Hace un par de domingos (escribo esto el día 1 de julio), me encontré en la misa dominical a una persona a la que visito periódicamente en su página web.
Nada tiene eso de novedad. Muchos acuden al compromiso semanal con ese Principio, que ni conocemos ni entendemos, pero tenemos cierto que existe.
También muchos tienen página web o conocen a quien la tiene. La página web a la que me refiero no es común por lo rico de su contenido, todo de calidad e interesante para creyentes o no creyentes, mientras tengan dos dedos de frente. Pero es sólo una página web.
Entonces, ¿a que viene el que escriba sobre ese encuentro tan poco original?

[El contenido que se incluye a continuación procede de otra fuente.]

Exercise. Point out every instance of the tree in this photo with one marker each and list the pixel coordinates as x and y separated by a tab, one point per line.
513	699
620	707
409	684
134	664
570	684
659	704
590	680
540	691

Porque lo interesante del encuentro no fue él, sino ella. Ella es su esposa, a la que saludé a distancia devolviéndole su sonrisa y su inclinación de cabeza. A una señora nunca se le debe saludar si ella no inicia el saludo. Eso lo enseñaban en las escuelas, cuando el materialismo aún no había destrozado las buenas formas, esas que tan grata hacen la convivencia, y que son gratis para pobres y para ricos.
A lo que iba. La señora, una ejemplar madre de familia numerosa, está afectada de dolencias severas y dolorosas, desde hace tiempo. Lo sé por terceros, pues la protagonista no habla de sus males, ni se queja. Sólo sonríe dulcemente cuando saluda a un conocido, y charla distendida, aparentemente ajena a sus dolencias.
Ella es la que me mantiene el recuerdo del encuentro de hace dos domingos. Porque arto de miserias del mundo, de penas, de crisis, de banalidades,.. aquella sonrisa sana, en un cuerpo enfermo, es un ejemplo de que a pesar de todo, las raíces de la fe milenaria, siguen hoy frescas y jóvenes.